Home >What happened to trade in 2017
What happened to trade in 2017
13 February 2018
The ONS published international trade data for December so this is the right occasion to talk about how trade figures changed in 2017 compared to the previous year, says EEF, the manufacturer's organisation.
Here’s 5 highlights
It was a good year for international trade
I guess you are not surprised by this news.
The high global demand, together with a depreciated Sterling, helped exporters to boost their sales overseas. To put this in numbers, nominal total export trade was up by 11%, whereas imports grew by 9%. As a consequence the trade deficit contracted by 17% and it is currently at a level around £33 billion which is roughly the same level the UK was in 2015.
In volume terms, exports grew by 7.4% in the year with imports growing at a slower pace (4.1%).
Exports in goods ran fast, but the deficit is still widening
Talking about trade in goods, UK exporters were able to sell much more compared to last year with nominal export in goods expanding by 13%.
However, since imports in goods are at an extremely high level in absolute values, an import growth of 10% had as a consequence an expansion of the goods trade deficit.
As said above, the total trade deficit narrowed in 2017 and this was thanks to the service sector which was able to expand its trade surplus by 10%, which was the same growth reached in 2016.
Well we said that manufacturing was doing great thanks to global markets…
We have also said so many times that this was an export story and the numbers are confirming that.
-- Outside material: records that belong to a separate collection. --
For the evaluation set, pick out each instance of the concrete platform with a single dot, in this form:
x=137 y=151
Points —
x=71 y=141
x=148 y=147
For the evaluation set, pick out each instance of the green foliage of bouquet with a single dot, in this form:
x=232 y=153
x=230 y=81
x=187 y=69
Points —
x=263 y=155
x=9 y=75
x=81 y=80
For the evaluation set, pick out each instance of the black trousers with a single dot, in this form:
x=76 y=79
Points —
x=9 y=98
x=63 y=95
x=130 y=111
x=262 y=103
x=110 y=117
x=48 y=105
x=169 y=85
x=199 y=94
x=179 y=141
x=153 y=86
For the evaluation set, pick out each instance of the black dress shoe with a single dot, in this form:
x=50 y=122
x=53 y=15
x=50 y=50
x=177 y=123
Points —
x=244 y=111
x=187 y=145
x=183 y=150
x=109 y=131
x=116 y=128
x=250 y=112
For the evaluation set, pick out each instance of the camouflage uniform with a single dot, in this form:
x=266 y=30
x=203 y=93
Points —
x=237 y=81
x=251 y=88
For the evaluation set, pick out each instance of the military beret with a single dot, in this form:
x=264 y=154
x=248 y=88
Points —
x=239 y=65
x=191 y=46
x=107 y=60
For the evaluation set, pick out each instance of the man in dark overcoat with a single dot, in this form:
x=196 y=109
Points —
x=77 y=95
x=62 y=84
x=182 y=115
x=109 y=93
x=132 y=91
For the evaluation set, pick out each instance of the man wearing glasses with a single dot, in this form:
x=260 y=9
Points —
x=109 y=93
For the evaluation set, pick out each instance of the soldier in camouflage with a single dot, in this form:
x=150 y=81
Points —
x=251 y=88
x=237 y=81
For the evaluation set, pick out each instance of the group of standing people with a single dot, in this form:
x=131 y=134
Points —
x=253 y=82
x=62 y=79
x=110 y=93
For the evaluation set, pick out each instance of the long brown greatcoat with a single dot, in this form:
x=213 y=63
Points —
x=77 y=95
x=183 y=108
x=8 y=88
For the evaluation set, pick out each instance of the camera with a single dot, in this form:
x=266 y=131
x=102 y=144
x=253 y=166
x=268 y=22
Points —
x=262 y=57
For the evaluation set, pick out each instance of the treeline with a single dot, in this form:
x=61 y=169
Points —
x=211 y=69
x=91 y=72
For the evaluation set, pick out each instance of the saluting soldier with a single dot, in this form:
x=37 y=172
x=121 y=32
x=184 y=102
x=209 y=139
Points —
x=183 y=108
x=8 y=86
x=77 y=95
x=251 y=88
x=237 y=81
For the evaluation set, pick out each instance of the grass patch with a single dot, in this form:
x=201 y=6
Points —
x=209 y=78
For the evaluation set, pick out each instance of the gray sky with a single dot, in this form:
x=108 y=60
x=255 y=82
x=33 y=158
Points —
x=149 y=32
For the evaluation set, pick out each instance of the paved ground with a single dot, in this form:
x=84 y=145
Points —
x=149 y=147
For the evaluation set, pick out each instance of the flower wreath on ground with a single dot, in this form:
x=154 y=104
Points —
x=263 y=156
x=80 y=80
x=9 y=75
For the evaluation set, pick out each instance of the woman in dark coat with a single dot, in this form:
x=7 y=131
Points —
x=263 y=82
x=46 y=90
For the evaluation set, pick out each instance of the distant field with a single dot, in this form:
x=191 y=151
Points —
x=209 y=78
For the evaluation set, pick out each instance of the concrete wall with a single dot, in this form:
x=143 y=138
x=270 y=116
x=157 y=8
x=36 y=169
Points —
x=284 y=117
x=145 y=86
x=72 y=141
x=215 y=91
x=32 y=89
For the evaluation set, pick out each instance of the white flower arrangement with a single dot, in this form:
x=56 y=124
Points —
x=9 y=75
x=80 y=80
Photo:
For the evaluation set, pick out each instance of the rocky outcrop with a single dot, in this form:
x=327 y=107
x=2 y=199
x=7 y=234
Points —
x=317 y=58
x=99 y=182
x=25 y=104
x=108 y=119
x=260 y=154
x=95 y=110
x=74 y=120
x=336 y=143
Exports in manufactures grew by more than 10% and the relative trade balance slightly narrowed for the first time since 2011. Export growth in both semi- and finished manufactured goods was particularly high, however only finished manufactures had a hefty trade deficit reduction (-6%).
Looking at the chart for the top 30 commodity by export, the ranking is broadly the same with mechanical machinery at the top with a share of total UK exports equal to 14% gaining 0.5% from 2016. Second place is reserved to cars with a share slightly declining from 10.1% to 9.5%. Electrical equipment is confirmed third at 8.4% which is the same level reported in 2016.
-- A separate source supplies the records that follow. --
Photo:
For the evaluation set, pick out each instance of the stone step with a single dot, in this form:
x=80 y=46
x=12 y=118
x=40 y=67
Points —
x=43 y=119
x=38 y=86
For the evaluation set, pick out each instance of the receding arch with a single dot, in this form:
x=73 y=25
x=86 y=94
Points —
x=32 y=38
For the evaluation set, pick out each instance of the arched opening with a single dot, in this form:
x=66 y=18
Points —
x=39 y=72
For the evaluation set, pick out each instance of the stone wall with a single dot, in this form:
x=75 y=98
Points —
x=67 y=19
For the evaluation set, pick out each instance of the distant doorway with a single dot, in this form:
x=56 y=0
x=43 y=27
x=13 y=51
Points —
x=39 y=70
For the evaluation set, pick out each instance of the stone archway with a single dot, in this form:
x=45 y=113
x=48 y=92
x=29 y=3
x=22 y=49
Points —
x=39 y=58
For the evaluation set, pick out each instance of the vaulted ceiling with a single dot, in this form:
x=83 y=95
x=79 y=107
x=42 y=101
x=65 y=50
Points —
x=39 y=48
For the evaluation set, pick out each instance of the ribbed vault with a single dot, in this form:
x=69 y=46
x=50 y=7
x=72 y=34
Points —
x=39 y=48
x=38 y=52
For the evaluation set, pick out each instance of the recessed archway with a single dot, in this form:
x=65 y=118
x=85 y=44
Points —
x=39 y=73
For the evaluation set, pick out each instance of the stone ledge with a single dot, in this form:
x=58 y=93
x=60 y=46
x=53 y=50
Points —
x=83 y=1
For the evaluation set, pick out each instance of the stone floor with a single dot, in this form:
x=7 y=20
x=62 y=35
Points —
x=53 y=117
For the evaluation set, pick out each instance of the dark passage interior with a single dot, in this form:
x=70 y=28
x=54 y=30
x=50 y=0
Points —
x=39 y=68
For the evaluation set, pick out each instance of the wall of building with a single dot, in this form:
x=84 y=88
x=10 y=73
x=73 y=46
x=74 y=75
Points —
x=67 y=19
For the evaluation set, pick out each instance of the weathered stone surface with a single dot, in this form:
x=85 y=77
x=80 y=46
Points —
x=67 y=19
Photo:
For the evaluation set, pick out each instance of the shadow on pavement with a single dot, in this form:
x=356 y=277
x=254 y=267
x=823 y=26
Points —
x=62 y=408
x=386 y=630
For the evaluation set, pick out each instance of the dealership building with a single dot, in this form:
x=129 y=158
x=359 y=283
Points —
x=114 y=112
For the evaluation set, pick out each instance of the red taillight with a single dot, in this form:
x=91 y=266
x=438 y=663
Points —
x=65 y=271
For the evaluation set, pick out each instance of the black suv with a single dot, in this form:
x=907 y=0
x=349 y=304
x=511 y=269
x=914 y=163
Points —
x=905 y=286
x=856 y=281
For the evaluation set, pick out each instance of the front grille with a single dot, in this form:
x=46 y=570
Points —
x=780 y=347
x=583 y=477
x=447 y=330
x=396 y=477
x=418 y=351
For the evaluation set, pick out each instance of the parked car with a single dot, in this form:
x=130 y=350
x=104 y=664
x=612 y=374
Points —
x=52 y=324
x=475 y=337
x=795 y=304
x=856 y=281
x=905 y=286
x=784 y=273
In the past we said that the geography matters, well… even more if you are able to trade freely
As I said in a previous blog, trade is mainly moved by two forces: the size of your trading partner’s economy and geography. 2017 data confirmed that this is the case. Updating what was reported in 2016, the top trading partner in 2017 was clearly the European Union. In 2017 the share of total exports to the EU was up from 48.2% to 48.8% and the share of imports went slightly down from 55.3% to 54.6%.
When countries are considered, not surprisingly our top trade partner is Germany followed by the US, and the Netherlands (the Rotterdam effect is one of the reason why this country is so close to the top. We discuss this in our Chemical Bulletin).
In the ranking for the top 10 trading partners, only China and the US are not part of the European Economic Area. This confirms once more how geography and economy size are driving trade.
And again, the case of Ireland
The Irish Republic is clearly our top trading partner if we “normalize” trade numbers using an adjustment factor such as GDP or population. The country has a population of roughly 4.79 million people which is 0.06% of world population but it is the seventh top UK trade partner with a total trade of more than £34 billion which is a share equal to 2.7% of the total.
Putting this in perspective, the UK trades with Ireland more than it trades with India, Indonesia, Brazil, Pakistan, Nigeria, Russia, and Mexico. All these countries have a population way over 100 million people and when summed together they count for 32% of the total world population.
In a modern economy it is unthinkable to domestically produce every single good or service needed and trading with your neighbour is much easier than trading with anyone else.
The future trade agreement with the EU should definitely keep that in mind.